Sec. Pediatric Pulmonology
Volume 7 - 2019 | https://doi.org/10.3389/fped.2019.00428
Perspective: Using Bronchiectasis Action Management Plans for Children With Bronchiectasis—Can It Improve Clinical Care?
- 1Child Health Division, Menzies School of Health Research, Darwin, NT, Australia
- 2College of Nursing and Midwifery, Charles Darwin University, Darwin, NT, Australia
- 3Department of Respiratory and Sleep Medicine, Queensland Children's Hospital, Center for Children's Health Research, Queensland University of Technology, Brisbane, QLD, Australia
- 4Centre for Health Services Research, The University of Queensland, Woolloongabba, QLD, Australia
While once thought to be rare, bronchiectasis has been increasing globally over the last 15 years. Bronchiectasis is a major contributor to chronic lung morbidity and mortality but remains a neglected disease in respiratory health globally. Currently, few high-level evidence-based management strategies are available for children with bronchiectasis. Strategies to improve clinical outcomes associated with exacerbations are important. In other respiratory conditions such as asthma and chronic obstructive pulmonary disease, use of personalized written management plans have been shown to improve clinical outcomes. Personalized management plans have also been recommended as part of treatment plans in adults with bronchiectasis. We thus undertook a review of the current literature to determine available evidence, and to establish whether a personalized written bronchiectasis action management plan (BAMP) improves clinical outcomes in children with bronchiectasis. Our search identified 43 articles; 16 duplicates were removed and a further 23 were excluded on titles and abstracts alone. Four full-text articles were reviewed but excluded. In the absence of any published studies, it remains unknown whether the use of BAMP is beneficial for improving clinical outcomes for children with bronchiectasis. These results have highlighted this clinical gap and identified the need for high-quality research to inform practice. Until high-quality evidence is available, clinicians are advised to adhere to current national and/or international guidelines.
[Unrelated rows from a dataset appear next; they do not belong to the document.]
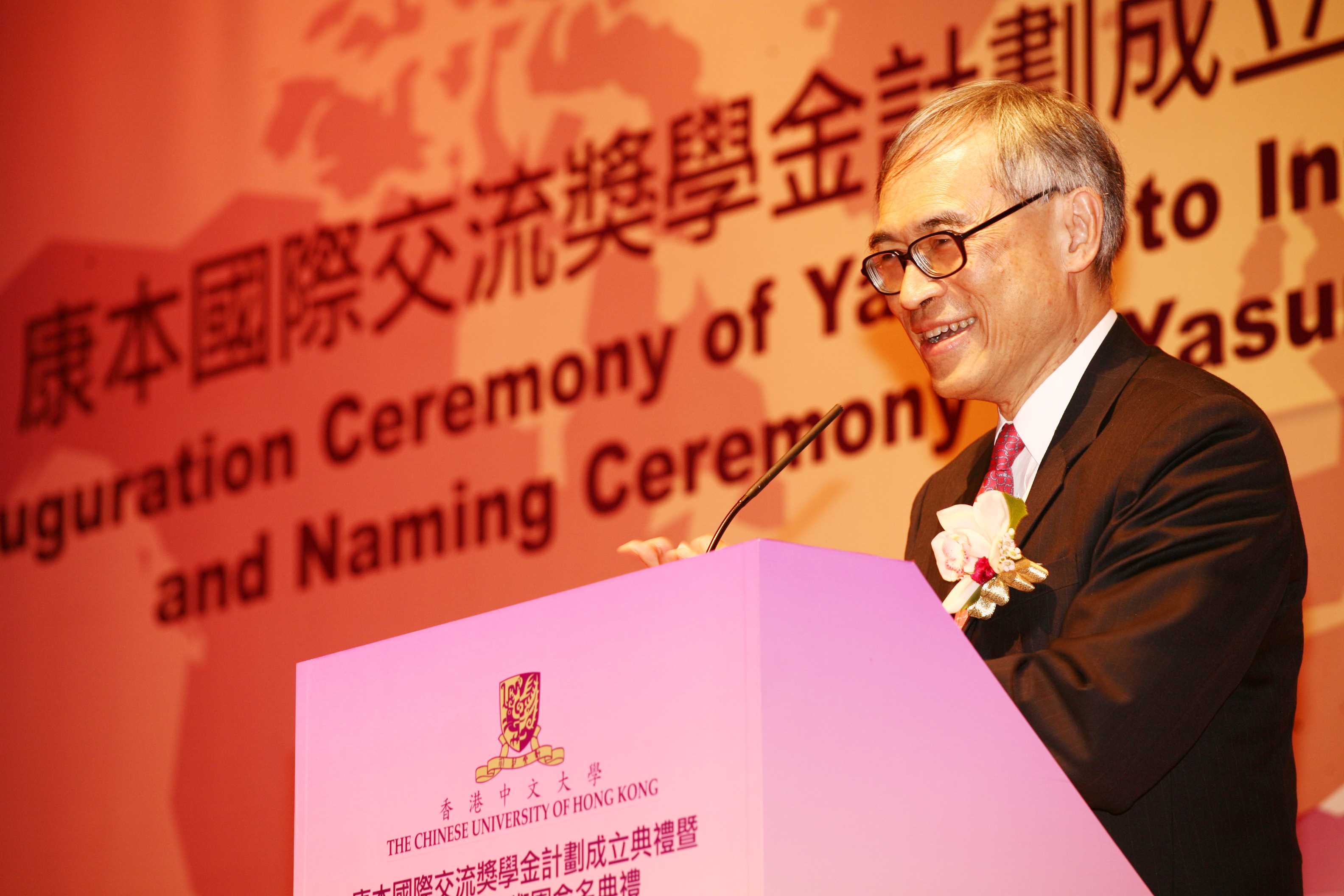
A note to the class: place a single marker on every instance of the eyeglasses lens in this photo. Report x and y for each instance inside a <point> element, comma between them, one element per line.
<point>886,272</point>
<point>938,255</point>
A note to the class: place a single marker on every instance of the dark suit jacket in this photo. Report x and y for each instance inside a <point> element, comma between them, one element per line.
<point>1159,661</point>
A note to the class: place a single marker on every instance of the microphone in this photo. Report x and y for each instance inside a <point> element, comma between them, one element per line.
<point>773,472</point>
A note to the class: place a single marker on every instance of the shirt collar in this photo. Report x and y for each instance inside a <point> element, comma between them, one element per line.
<point>1039,416</point>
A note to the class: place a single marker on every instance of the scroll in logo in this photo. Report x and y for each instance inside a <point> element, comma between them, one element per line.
<point>521,706</point>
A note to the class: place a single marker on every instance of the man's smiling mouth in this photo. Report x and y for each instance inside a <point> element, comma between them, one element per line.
<point>940,333</point>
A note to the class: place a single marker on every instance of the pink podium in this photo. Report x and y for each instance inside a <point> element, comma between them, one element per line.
<point>765,719</point>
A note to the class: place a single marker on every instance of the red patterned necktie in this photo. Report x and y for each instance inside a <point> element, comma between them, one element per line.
<point>1007,448</point>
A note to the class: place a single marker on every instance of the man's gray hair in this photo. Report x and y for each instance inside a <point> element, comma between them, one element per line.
<point>1043,143</point>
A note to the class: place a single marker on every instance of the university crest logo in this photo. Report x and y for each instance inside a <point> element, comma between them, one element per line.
<point>521,706</point>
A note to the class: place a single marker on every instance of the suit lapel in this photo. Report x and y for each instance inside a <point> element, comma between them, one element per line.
<point>1116,361</point>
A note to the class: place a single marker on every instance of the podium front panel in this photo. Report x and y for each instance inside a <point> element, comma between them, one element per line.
<point>640,777</point>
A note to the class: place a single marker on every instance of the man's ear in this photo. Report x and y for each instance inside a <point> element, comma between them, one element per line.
<point>1082,214</point>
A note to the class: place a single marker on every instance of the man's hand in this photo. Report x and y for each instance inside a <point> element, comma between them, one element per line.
<point>659,550</point>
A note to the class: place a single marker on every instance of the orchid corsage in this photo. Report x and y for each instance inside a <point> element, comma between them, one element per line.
<point>976,550</point>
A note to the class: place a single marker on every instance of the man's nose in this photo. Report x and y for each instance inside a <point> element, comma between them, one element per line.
<point>917,288</point>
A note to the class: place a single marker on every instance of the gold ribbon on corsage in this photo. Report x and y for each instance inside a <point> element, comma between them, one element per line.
<point>977,551</point>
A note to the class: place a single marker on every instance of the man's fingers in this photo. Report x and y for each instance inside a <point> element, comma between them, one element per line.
<point>655,551</point>
<point>652,552</point>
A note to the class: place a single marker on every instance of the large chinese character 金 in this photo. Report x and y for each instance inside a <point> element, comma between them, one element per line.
<point>819,101</point>
<point>713,166</point>
<point>230,303</point>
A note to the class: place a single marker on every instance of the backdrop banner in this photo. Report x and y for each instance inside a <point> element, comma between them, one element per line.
<point>333,320</point>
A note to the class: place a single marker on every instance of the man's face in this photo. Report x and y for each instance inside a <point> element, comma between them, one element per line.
<point>1013,304</point>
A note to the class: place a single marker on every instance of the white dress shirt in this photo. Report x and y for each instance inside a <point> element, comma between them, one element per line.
<point>1039,416</point>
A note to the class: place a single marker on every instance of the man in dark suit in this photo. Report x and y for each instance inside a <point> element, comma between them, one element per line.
<point>1159,660</point>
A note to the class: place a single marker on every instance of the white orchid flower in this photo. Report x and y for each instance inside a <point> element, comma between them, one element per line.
<point>971,534</point>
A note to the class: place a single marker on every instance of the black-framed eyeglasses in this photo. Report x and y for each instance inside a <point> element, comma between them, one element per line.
<point>937,255</point>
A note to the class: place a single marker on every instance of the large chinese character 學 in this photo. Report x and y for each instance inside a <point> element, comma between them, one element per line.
<point>319,284</point>
<point>230,314</point>
<point>1136,29</point>
<point>509,870</point>
<point>1315,49</point>
<point>820,100</point>
<point>1023,46</point>
<point>609,196</point>
<point>711,166</point>
<point>56,367</point>
<point>686,829</point>
<point>146,350</point>
<point>519,245</point>
<point>898,97</point>
<point>414,277</point>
Bronchiectasis is a chronic condition of the airways characterized by abnormal dilatation of the bronchi and clinically by recurrent or persistent chronic productive or wet cough with episodes of acute exacerbations (1). There are multiple etiologies associated with bronchiectasis, such as congenital malformation, cystic fibrosis (CF) and immune deficiency (2). In some settings, such as socially-disadvantaged populations, recurrent acute lower respiratory infections (ALRIs) (i.e., post-infections) and/or idiopathic etiologies are the most common attributed cause (2). Bronchiectasis is a major contributor to chronic lung morbidity (1) and mortality (3, 4) with the largest reported prevalence among Indigenous populations of high-income countries (1 in 63–68) (5, 6) and in low-middle income countries (2). Despite this burden of disease, there are limited published high-level evidence-based management strategies.
Currently, it is advocated that children with bronchiectasis are managed in accordance to published guidelines (7) so as to improve symptom control, reduce exacerbation frequency, preserve lung function and improve quality of life (QoL) (7, 8). Strategies to improve short- and long-term clinical outcomes associated with exacerbations are important and needed in the management of bronchiectasis, as exacerbations not only adversely impacts the child, but also adds to family stress and family burden (9). Also, severe exacerbations are associated with lung function decline (10). Thus, identifying effective and feasible evidence-based strategies that can reduce the duration and burden of exacerbations and/or improve clinical outcomes for children with bronchiectasis would be beneficial.
One such strategy is to use a personalized, written management plan. These plans are a low-cost resource, designed for patients (or their families) to take home and use as an aid for recognizing signs and symptoms, guide when changes in management are needed and when to seek further medical advice (11). Such plans are used to assist in the home-management of chronic diseases, such as asthma (12, 13) and chronic obstructive pulmonary disease (COPD) (11). For example in people with asthma, personalized written asthma action plans are recommended in all settings, as there is robust evidence that its use improves clinical outcomes [reducing acute doctor visits, respiratory-related hospitalizations (12, 13)] and improves QoL (13). For children with bronchiectasis, standard care usually involves a verbal summary of the management plan with families, with or without a summary letter being sent to the primary treating physician (i.e., general practitioners in primary health care). Indeed, the literature on adults with bronchiectasis identified the need for more information outside of the specialist setting i.e., educational resources to improve knowledge and facilitate better management of their conditions (14).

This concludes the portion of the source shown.